Barely had our interview with this source ended that the Jordanian monarch issued a statement rejecting what he termed “the illusion of an alternative state [for Palestine]”, and suggesting that those advocating this idea were bent on sowing sedition. He said that he would have preferred to bring that subject up before leaving on his latest trip to the US, but decided to leave it until he returned, “so that no one would say that things changed after my trip to the US.” He added: “Whenever there is any serious efforts in the peace process, the illusion of the alternative state crops up again, as though peace has to come at Jordan's expense. Our position is clear and what we say behind closed doors and what we say before the world are exactly the same.”
King Abdullah maintained that a certain movement deliberately raised the subject of the alternative Palestinian state with certain nefarious intentions in mind. “We know how this has been working for 15 years or more. It begins in spring, with the same group who start to incite alarm among Jordanian society so that by the time summer arrives people are in a panic and I have to reassure them through a speech or newspaper interview. This year, unfortunately, the talk about the so-called alternative nation began early.”

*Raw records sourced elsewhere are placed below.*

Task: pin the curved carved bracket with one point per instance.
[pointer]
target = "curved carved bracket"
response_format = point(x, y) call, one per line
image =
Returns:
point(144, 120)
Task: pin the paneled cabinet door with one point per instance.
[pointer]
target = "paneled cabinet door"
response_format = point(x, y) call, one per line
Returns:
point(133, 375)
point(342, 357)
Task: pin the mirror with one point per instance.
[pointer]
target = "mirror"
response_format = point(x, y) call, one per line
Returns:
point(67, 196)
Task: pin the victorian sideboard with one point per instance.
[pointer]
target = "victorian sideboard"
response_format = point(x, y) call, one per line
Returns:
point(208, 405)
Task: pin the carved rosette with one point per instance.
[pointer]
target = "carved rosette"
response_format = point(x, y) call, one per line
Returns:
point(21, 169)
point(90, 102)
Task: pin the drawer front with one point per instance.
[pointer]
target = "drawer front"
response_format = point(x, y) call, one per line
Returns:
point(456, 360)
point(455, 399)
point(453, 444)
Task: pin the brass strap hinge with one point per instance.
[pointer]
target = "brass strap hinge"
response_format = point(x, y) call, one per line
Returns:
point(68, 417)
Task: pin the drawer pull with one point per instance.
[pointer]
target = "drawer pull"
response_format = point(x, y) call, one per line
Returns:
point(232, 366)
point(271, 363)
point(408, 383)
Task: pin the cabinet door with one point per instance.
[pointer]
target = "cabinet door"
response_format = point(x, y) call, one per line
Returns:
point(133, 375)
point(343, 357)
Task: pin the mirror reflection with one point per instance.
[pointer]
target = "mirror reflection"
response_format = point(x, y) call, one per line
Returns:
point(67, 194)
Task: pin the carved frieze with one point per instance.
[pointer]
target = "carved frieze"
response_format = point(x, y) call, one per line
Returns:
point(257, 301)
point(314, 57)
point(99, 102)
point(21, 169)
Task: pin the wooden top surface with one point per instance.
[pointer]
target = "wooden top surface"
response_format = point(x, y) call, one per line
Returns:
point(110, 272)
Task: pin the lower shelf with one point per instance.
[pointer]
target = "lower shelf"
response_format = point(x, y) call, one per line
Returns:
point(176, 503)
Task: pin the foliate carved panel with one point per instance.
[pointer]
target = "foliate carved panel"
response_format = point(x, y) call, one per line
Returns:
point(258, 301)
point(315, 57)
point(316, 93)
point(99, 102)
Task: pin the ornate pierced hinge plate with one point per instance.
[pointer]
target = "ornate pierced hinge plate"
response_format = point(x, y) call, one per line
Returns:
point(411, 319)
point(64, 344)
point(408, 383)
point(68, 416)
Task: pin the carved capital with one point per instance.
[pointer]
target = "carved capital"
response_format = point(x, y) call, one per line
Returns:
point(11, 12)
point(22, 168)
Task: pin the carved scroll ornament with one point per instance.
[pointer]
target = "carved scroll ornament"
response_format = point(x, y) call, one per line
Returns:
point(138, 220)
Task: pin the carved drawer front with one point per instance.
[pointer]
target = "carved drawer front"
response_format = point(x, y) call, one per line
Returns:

Perhaps the most pro-Israeli view was expressed by Leslie Gelb, president emeritus of the Council on Foreign Relations, although he would describe himself as being frank and objective. “I believe in the need for the two state solution. As an American Jew, I believe that there should be a Palestinian state with its capital in East Jerusalem and that the people there should live in peace. There is an initiative out there. But I do not think that it has much support and, therefore, it is not the right initiative. Also, while the US has criticised settlement expansion it has not exerted the necessary degree of pressure on that matter. During the time when I worked at the Pentagon, we pushed for the two-state solution. But we should not forget that in the mind of every Jew there is the fear of returning to 5,000 years of wilderness not to mention the murder of six million (referring to the Holocaust) Jews. The Jews will not accept any settlement that does not include the recognition of a state for the Jews. Everything else is negotiable.”
The US administration officially reiterated its support for the Israeli demand for recognition of the Jewishness of Israel in advance of Netanyahu's visit. On 19 February, State Department spokesperson Mary Harf said: “I believe the president has said many times that we support Israel as a Jewish state.” She referred, for example, to Obama's speech to the UN General Assembly on 24 September last year, and then added: “The US will not relinquish its commitment to the security of Israel and our support for its existence as a Jewish state.”
According to our sources, even if the two sides reach a framework agreement, the final touches on the negotiating tracks will be effected by other developments, not least of which would be developments in Iranian-US relations, which have been a subject of prime importance in US-Israeli relations. Then there remains the effort behind the scenes as to the alternative plan to export the borders of the conflict with Palestine and the rest of the Palestinians themselves. Indeed, the question of how this would affect the bartering that will begin if the Palestinian Authority collapses due to European pressures, which link what the EU pays to the PA with progress on a peace agreement with Israel by next year. In sum, all signs point to further complications that will be easy for the Obama administration to manipulate as it sees fit.